[Libguestfs] [nbdkit PATCH] nbd: Rewrite thread passing to use semaphore rather than pipe
Richard W.M. Jones
rjones at redhat.com
Sat May 25 18:15:53 UTC 2019
On Sat, May 25, 2019 at 01:10:15PM -0500, Eric Blake wrote:
> I ran some local testing on my Fedora 29 system via:
> $ ./nbdkit memory 1m
> $ for i in `seq 10`; do
> ./nbdkit -U - --filter=stats nbd \
> statsappend=true statsfile=$file hostname=localhost port=10809 \
> --run '~/libnbd/examples/threaded-reads-and-writes $unixsocket'
> done
>
> Pre-patch, the runs averaged 1.266s, 1.30E+08 bits/s
> Post-patch, the runs averaged 1.154s, 1.42E+08 bits/s
>
> This is roughly 9% performance gain, all because semaphores are
> lighter weight than pipes for inter-thread locking. The refactoring
> will also make it a bit easier to incorporate the use of libnbd.
>
> Signed-off-by: Eric Blake <eblake at redhat.com>
> ---
>
> Sending this in case someone wants to review my work, but I was happy
> enough with the benchmark numbers to go ahead and push this one.

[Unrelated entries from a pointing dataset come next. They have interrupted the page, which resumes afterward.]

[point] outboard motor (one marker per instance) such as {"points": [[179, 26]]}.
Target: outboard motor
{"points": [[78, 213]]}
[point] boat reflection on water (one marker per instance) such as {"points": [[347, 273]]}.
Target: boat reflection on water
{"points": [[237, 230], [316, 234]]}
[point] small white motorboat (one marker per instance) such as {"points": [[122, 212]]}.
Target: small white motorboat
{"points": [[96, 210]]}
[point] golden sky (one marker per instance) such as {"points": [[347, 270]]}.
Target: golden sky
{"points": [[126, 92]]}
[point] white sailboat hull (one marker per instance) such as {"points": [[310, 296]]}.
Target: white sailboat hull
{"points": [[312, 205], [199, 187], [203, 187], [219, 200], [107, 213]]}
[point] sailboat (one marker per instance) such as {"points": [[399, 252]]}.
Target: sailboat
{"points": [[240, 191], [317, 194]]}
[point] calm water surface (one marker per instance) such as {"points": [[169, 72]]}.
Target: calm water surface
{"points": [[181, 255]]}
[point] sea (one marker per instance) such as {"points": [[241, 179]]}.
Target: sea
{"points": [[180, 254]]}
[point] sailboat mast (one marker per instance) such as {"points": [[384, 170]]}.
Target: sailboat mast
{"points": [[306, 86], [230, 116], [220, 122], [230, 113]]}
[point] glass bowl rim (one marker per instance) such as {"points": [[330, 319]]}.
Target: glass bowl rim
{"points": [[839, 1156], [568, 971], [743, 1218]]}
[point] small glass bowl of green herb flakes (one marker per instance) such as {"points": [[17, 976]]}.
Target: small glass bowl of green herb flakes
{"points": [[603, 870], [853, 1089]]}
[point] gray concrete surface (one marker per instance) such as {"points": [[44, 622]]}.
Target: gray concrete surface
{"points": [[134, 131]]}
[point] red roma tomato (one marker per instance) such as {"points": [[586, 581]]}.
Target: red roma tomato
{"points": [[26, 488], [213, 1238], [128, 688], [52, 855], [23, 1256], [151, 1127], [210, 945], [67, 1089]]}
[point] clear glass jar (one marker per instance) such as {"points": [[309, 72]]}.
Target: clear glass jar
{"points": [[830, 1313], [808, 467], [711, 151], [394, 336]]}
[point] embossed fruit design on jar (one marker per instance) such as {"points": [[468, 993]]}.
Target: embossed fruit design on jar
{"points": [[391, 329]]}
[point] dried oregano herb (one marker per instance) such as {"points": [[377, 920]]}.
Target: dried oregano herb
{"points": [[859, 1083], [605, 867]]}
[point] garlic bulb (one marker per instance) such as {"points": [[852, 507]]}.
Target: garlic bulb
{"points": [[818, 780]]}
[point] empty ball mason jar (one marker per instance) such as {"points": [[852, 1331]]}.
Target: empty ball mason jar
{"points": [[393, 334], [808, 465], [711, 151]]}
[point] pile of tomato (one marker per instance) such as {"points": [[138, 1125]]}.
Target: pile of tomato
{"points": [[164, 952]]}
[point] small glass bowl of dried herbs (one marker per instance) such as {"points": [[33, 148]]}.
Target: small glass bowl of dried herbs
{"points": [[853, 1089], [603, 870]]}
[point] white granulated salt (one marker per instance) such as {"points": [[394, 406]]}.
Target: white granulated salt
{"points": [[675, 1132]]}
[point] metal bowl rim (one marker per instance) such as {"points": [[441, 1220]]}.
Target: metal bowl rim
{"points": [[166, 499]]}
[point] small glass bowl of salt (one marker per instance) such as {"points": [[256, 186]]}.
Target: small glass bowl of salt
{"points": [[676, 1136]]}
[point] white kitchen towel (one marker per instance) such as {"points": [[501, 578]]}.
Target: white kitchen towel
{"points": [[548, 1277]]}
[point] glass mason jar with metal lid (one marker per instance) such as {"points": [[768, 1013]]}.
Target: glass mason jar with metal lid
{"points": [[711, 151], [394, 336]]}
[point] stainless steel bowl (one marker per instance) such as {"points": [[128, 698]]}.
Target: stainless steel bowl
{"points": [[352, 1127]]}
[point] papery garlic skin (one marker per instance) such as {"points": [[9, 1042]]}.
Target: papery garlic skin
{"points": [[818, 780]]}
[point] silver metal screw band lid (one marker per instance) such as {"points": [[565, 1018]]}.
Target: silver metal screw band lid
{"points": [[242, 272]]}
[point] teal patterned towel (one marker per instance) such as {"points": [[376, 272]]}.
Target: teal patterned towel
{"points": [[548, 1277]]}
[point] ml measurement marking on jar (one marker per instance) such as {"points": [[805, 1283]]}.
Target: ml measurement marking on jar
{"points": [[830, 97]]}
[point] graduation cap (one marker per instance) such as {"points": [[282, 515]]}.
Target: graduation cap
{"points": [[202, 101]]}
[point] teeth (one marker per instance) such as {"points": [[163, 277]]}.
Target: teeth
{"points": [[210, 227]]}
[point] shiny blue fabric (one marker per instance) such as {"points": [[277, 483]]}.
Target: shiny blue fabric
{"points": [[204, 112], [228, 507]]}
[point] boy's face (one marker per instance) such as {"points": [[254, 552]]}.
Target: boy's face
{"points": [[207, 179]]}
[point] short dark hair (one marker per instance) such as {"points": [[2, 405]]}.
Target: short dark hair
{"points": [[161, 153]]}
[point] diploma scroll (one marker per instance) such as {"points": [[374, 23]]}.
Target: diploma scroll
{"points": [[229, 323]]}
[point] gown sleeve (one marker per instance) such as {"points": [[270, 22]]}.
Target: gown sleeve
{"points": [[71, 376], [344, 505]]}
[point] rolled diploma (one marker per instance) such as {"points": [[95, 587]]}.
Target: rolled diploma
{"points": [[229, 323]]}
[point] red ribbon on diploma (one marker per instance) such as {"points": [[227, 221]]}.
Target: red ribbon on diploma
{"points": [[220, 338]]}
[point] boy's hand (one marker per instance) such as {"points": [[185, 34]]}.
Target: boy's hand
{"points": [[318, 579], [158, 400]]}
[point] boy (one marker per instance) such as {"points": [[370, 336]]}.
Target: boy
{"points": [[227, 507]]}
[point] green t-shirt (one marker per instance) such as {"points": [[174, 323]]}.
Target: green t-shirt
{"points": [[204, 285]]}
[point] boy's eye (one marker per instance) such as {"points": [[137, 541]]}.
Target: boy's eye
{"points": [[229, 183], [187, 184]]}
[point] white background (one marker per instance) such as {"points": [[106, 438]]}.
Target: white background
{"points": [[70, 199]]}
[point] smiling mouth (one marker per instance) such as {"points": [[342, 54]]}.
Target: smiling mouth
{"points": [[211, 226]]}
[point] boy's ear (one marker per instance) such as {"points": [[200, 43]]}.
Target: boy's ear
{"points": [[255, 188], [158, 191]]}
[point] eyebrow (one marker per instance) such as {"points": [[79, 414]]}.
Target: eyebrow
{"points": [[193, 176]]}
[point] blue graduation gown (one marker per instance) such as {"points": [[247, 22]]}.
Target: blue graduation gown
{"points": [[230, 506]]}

Yup, seems fine. I was concerned this call might not have been
available in FreeBSD, but it is so that's OK.
Thanks,
Rich.
> plugins/nbd/nbd.c | 134 +++++++++++++++++++++++-----------------------
> 1 file changed, 67 insertions(+), 67 deletions(-)
>
> diff --git a/plugins/nbd/nbd.c b/plugins/nbd/nbd.c
> index 9039e1b..b2f3446 100644
> --- a/plugins/nbd/nbd.c
> +++ b/plugins/nbd/nbd.c
> @@ -48,6 +48,7 @@
> #include <sys/un.h>
> #include <assert.h>
> #include <pthread.h>
> +#include <semaphore.h>
>
> #define NBDKIT_API_VERSION 2
>
> @@ -155,10 +156,8 @@ nbd_config_complete (void)
>
> /* The per-transaction details */
> struct transaction {
> - union {
> - uint64_t cookie;
> - int fds[2];
> - } u;
> + uint64_t cookie;
> + sem_t sem;
> void *buf;
> uint64_t offset;
> uint32_t count;
> @@ -182,6 +181,7 @@ struct handle {
>
> pthread_mutex_t trans_lock; /* Covers access to all fields below */
> struct transaction *trans;
> + uint64_t unique;
> bool dead;
> };
>
> @@ -264,7 +264,7 @@ find_trans_by_cookie (struct handle *h, uint64_t cookie, bool remove)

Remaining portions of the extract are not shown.